2. Once you know that, the recipe is more of a l suggestion.
3. The more times you make it, the less you measure and the more you just do what you like.
Contrast that to how the modern food industry seems to want to do things, which is everything standardized down to the milligram and the exact number of fractional seconds something should be in an oven or on a griddle or in the deep frier. Which takes most of the fun out of it.
"Think of how stupid the average person is. Then realize half of 'em are stupider than that." - George Carlin
(Score: 3, Insightful) by jb on Monday June 01, @08:13AM
Then it cannot possibly cover "all human cooking".
Quite a few dishes do use poisonous ingredients. The skill of the cook lies in getting the proportions just right to maximise the flavour experience for the diners, without ever killing any of them and ideally without even making any of them just a little bit ill either. And because the vast majority of ingredients (whether poisonous or not) come from animals or plants (all of which are subject to inherent variation), that skill is more of an art than a science (although there's a bit of both involved).
(Score: 3, Insightful) by VLM on Monday June 01, @05:34PM
AI must be dying because now there's a desperate attempt to claim any time a computer calculates something, that's AI.

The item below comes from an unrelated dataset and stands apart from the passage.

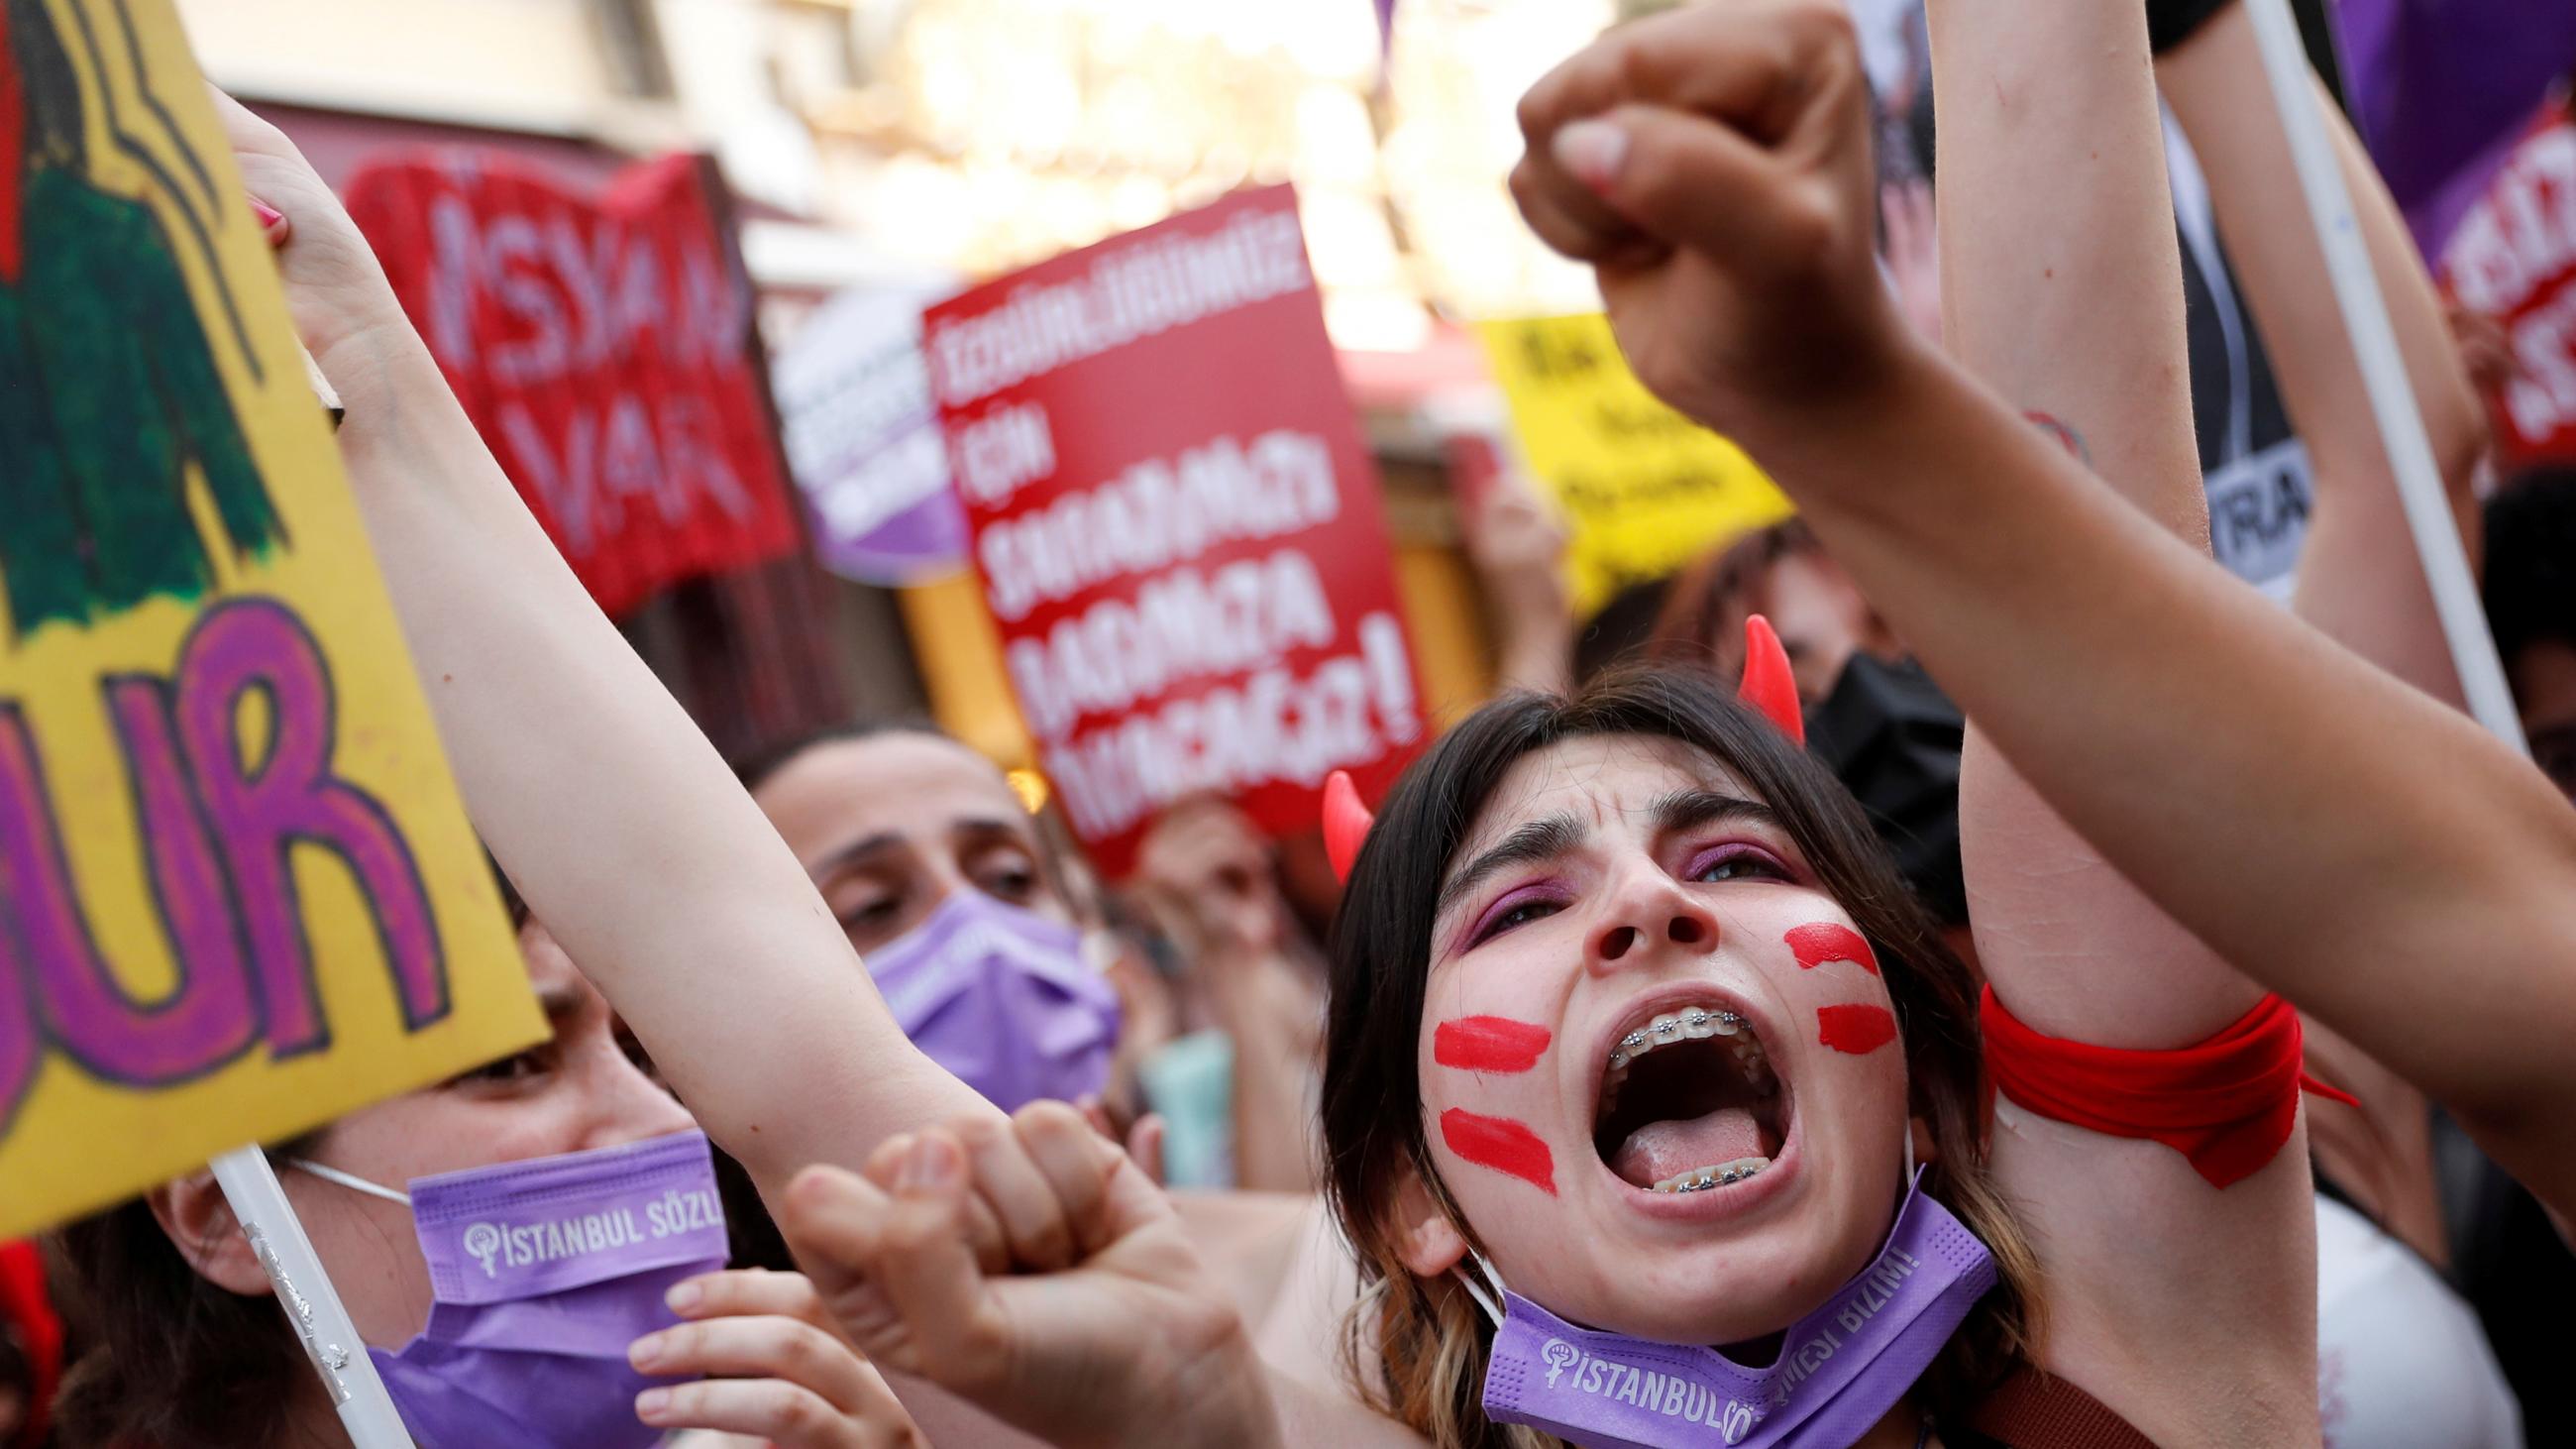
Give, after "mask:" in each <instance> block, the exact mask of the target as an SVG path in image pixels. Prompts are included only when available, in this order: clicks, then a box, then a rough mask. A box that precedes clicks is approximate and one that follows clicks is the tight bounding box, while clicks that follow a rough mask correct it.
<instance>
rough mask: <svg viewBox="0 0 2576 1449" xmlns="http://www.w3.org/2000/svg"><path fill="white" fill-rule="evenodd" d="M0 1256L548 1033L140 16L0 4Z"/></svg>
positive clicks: (31, 6) (418, 683) (206, 110)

Essentially, what's the correlation coefficient of some cooking ingredients? This is "AI" because a computer did it in 2026, but most people would call it a rather boring statistical analysis.
It's not even tracking if it's "good" just is it common. Like the flies on poop analogy, clearly that must be delicious.
Maybe I can use AI to calculate my high school GPA since mere trivial statistical analysis is now "AI". Add 8 numbers and divide by 8 in my former school district is now doing "AI". Well I'm less likely to get it wrong than a chatbot LOL.